I don't trailer and prefer to carry what I need on the bike - it makes packing much more difficult.
I recently returned from a 45 day 14000 mile ride from Florida to Glacier, Denver to the Grand Canyon, Denver to Sturgis and the Badlands, picked up 16 National Park Stamps, and then home. Temps varied from 34F to 108F, rain lasted a week or so on the Grand Canyon leg, and I state/national park camped, renegade camped, hit a KOA or two.
I use a Sierra Designs Tengu 2 2-man tent, a Big Agnes 15F down bag, Big Agnes 25"x78"x2.5" insulated air mattress to get comfy with at night. I use a footprint under the tent to protect the waterproof fabric bottom. The down bag compressed far better than the poly/synthetic ones I found. Down bags are more expensive and if they get wet are a bear to dry out (which is why I carried mine in a waterproof bag inside my left panner). I had some misgivings about an inflatable air pad but it never deflated despite my 6' 220# mass.
The Tengu 2 compresses to about 7"x18" with poles, pegs, and footprint. The BA air mattress compresses to about 6"x10". I've been in some serious deluges (Sturgis 2008 where it blew 50mph+ and rained like water from a fire hose) and the tent never broke or leaked water.
I carried some of the MSR line: Whisperlite stove, BlackLite cook kit, 33oz fuel bottles, MSR coffee filter, and 6L dromedary. The only meal I didn't cook was lunch. The gear performed great. I also had a 450ml coffee cup, lexan cutlery, and a couple of collapsible bowls for meals.
I shopped every couple of days and ended up buying Lipton noodle mix; Uncle Ben's rice mixes, canned tuna, roast beef, and chicken; power bars, and ingredients for gorp. I also bought powdered Gatoraide so I could replenish my electrolytes at night (I mixed it about half of the directions and had good results).

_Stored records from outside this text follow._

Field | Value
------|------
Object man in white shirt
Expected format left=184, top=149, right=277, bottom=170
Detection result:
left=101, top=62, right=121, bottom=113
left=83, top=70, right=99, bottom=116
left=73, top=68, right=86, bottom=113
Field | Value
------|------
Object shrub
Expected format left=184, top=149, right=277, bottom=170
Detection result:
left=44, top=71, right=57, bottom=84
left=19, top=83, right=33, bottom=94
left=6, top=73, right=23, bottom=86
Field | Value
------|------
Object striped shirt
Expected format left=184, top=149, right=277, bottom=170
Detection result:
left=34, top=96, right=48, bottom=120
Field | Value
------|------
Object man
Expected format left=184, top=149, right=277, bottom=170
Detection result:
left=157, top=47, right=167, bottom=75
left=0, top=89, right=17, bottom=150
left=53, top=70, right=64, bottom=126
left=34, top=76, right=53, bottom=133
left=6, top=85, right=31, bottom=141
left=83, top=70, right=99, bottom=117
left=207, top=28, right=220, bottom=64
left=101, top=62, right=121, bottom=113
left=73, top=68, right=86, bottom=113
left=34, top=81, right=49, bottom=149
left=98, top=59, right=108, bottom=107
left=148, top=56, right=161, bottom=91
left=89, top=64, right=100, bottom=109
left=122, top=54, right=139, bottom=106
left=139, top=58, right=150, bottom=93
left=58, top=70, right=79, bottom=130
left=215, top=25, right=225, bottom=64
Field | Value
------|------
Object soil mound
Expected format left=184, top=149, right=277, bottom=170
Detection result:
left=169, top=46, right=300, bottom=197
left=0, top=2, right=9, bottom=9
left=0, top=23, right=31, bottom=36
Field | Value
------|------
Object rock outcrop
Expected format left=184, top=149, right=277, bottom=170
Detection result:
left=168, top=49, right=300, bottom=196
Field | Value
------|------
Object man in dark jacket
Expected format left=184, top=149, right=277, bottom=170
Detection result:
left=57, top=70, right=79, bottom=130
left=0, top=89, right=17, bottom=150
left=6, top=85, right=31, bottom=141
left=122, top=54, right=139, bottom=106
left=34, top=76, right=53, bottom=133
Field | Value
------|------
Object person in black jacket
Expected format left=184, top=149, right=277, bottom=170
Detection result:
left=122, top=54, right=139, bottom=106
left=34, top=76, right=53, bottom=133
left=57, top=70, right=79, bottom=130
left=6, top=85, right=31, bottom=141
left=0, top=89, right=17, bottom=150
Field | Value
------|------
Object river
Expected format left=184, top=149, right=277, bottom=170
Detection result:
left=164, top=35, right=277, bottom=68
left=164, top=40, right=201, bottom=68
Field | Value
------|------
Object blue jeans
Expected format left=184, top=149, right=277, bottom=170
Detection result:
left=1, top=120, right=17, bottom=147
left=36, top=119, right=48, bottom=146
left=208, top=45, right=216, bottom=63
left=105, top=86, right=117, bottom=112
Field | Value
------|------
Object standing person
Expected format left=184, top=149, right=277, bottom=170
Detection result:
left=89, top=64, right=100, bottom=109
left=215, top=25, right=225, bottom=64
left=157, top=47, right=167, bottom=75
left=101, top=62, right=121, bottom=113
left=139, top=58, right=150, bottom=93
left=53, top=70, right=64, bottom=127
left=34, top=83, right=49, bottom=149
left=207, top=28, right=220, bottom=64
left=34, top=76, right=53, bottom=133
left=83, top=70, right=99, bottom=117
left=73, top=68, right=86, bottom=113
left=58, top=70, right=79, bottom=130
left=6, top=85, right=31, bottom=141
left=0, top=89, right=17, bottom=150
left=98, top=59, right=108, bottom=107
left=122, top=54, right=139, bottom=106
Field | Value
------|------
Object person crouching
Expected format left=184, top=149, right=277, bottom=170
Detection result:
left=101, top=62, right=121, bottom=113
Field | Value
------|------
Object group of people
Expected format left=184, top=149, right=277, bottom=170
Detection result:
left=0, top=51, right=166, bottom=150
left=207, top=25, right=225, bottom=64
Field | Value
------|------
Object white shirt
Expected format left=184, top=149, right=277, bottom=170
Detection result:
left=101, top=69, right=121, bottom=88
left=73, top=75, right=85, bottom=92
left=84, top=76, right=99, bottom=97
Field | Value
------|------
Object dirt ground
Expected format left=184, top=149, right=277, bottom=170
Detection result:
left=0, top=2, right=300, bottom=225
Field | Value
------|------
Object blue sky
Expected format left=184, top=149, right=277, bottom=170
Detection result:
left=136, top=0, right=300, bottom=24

The only gear exposed to the elements was the tent, camera tripod and gear bag. The waterproof REI gear bag contained colored bags so I could keep track of food (green), cooking gear (red), grooming gear (blue) and clothes (2 waterproof bags white in color that doubled as a pillow and a way to know dirty from clean riding gear). The inner bags never got wet despite some horrendous rain storms and high winds. The bag gear bag also doubled as a backrest. I bungeed the external stuff using some 1"x 42" adjustable bungee cords that lasted the entire time.

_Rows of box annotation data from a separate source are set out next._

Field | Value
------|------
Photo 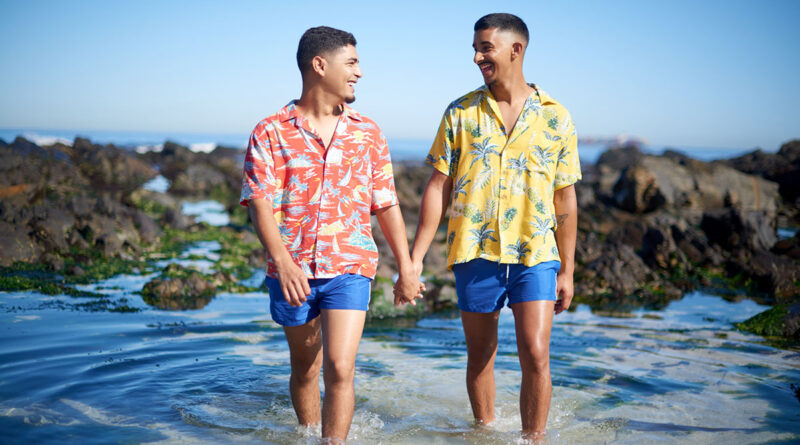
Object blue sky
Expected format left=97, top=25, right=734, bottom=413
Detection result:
left=0, top=0, right=800, bottom=151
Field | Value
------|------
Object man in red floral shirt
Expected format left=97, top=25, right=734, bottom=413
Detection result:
left=241, top=26, right=422, bottom=441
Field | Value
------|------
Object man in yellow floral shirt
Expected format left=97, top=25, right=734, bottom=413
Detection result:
left=411, top=14, right=581, bottom=439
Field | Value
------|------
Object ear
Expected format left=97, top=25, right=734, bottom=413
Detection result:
left=311, top=56, right=328, bottom=77
left=511, top=42, right=525, bottom=60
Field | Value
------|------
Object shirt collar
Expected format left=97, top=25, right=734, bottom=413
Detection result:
left=278, top=100, right=364, bottom=122
left=479, top=83, right=558, bottom=105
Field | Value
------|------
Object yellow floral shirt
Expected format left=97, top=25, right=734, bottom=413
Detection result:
left=427, top=84, right=581, bottom=269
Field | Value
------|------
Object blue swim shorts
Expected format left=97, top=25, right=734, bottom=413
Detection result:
left=453, top=258, right=561, bottom=313
left=264, top=274, right=372, bottom=326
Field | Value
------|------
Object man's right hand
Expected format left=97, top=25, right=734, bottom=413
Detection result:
left=275, top=257, right=311, bottom=307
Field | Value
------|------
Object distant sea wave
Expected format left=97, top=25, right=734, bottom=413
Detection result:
left=0, top=129, right=764, bottom=163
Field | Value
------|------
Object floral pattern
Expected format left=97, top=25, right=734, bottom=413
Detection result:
left=241, top=102, right=398, bottom=278
left=427, top=85, right=581, bottom=268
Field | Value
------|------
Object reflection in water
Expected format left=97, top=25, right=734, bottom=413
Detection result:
left=0, top=268, right=800, bottom=445
left=181, top=200, right=230, bottom=226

A number of the campsites were "primitive"; no running water and a dump toilet so having the ability to tote 8L of water to these sites was a nice feature. Some of the best sites were the furthest from the potable water and the dromedary and CamelBak made that pleasant too. I carried a .75L water bottle and a 24oz 2PN container for those late night urges.
I'm sure I could have gone cheaper but I decided that I was more interested in durability, size, and weight. In almost all my decisions I chose the smallest and lightest as long as the ratings were high. None of my gear broke.
Coupla tips, fwiw:
I carried 2 lengths of parachute cord (the good green stuff) so that I could hang up wet gear or tie the food bad out of reach of the critters.
I wore synthetic underwear exclusively. It washed easily and was usually dry the next morning.
I carried way too much clothing. All I really needed was 1pr. convertible pants, 2 sets underwear, sweatshirt, hat, sneakers, flipflops, and full riding gear. Gear that got washed but didn't dry out by the time I left got bungeed to the gear bag and was usually dry by morning.
I took 2 aspirin each morning after realizing that I'm not as limber as I used to be.
I was amazed how dehydrated I got regardless of temperature. I carried a CamelBak 3L and drank from it throughout the day. At the noon break I'd refill it with ice and water and was good to go for the afternoon. I tried the insulated mug and thermos with hose but the water got very warm and I found myself spitting out the warm water. The CamelBak has an insulated drinking hose and the water stayed much cooler.
I brought a couple of books to read at bedtime. The Black Diamond headlight has a brightness adjustment and I found that on low it was plenty bright. The unit uses 3 AAA batteries and I never came close to replacing the batteries.